I'm concerned for Christmas this year. This time of amity and peace on Earth and goodwill seems to have been brushed aside in favor of ringing cash registers instead of sleigh bells. I like giving and getting presents but the madness has seemed to reach ever higher peaks. The appearance of Christmas music and decorations before the Thanksgiving turkey leftovers are even finished has me miffed.

I understand the wanting to get a jump on holiday shopping, but does it have to be so commercialized? I can barely watch TV due to the intensity of Christmas advertising smearing its way across the screen. I like Christmas things, like lights and cozy fireplace mantles strung with jaunty stockings and a little garland. I like a good Nativity scene and maybe a little caroling, but not until December at least. And then, only for two weeks before the actual event.

I'm no fool and I am aware of the storied history of the Commercialization of Christmas. Heck, Rudolph the Red Nosed Reindeer is not a beloved children's classic but a marketing ploy by Montgomery Ward from 1939. (Although it may be beloved) So there's been no shortage of using Christmas to sell things. It's just this current marketing blitz that is getting to me. It seems it's impossible to go less than two minutes without seeing something Christmas related.

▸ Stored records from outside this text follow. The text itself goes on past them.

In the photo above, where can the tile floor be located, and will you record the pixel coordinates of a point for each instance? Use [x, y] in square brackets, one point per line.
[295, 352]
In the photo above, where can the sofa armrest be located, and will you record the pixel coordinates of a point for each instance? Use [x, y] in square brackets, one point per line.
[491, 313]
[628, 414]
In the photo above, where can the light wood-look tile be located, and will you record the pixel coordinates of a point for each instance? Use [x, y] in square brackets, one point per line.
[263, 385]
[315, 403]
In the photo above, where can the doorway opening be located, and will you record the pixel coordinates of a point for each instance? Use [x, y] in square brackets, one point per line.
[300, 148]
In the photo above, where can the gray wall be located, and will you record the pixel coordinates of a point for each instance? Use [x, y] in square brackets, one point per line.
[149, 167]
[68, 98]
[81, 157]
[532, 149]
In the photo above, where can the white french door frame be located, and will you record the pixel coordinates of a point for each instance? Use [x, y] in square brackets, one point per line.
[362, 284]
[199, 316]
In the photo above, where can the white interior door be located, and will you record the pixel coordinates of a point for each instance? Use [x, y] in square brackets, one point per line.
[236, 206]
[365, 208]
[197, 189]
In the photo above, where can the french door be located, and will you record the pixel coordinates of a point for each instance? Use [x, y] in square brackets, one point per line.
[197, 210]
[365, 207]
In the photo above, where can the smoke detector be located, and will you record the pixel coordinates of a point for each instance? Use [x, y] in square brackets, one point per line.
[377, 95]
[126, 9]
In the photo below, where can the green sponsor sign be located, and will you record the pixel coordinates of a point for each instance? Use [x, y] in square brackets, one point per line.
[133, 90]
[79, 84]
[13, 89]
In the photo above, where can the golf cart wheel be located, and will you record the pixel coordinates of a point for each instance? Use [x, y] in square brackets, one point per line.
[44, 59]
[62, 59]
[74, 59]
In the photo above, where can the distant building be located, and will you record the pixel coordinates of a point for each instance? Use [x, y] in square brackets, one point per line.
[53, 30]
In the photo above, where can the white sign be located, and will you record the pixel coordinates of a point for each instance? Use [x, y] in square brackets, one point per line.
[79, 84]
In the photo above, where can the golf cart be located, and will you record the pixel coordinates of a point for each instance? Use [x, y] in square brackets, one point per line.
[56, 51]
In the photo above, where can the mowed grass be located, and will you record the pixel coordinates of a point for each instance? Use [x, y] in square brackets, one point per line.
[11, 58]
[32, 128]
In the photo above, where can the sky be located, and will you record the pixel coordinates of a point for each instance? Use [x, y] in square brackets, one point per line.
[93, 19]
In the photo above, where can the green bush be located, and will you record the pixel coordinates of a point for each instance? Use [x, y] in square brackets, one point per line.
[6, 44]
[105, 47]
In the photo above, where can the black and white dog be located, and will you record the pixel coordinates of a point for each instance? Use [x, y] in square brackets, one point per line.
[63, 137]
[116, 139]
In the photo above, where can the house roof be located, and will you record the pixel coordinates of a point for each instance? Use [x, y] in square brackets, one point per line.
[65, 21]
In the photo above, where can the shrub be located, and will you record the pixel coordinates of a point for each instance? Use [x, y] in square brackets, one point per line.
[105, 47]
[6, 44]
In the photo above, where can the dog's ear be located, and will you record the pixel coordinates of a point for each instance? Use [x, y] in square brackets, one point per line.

Work has not made it any easier as they have now switched from the smooth jazz overhead to 24 hours of Christmas music. It's enough to make a man want to take a hostage. I had a job many years ago where some of the employees and I started a revolution to escape the constant barrage of Christmas music. We were swiftly defeated and told to leave the radio alone. It was a sad day. The constant music makes enjoying the holiday very difficult. Even though today appears to be the first full day of Christmas music, I'm already sick of Cindy Lauper explaining to me why it feels like Christmas, even though I seriously do not feel like it's Christmas at all. A rhythmic guitar solo hardly ever makes me feel like Christmas.

I've also been very jaded by the numerous Christmas miracle movies I've seen throughout my life. The last minute perfect gift, the realization that greatest gift of all is family or that Santa is in fact, real and will help me get that book published because of my unfailing belief that all men are indeed capable of good deeds.  It often makes me wonder when my Christmas miracle will arrive. I think at this point, my Christmas miracle would be meeting a girl that wants to hang around with me at least through the New Years Eve kiss and maybe longer.

So everybody take it easy regarding Christmas and remember that ultimately, it is about loving each other, even when there's no room at the Inn and we have to sleep in the barn just so we can be present for the Roman census.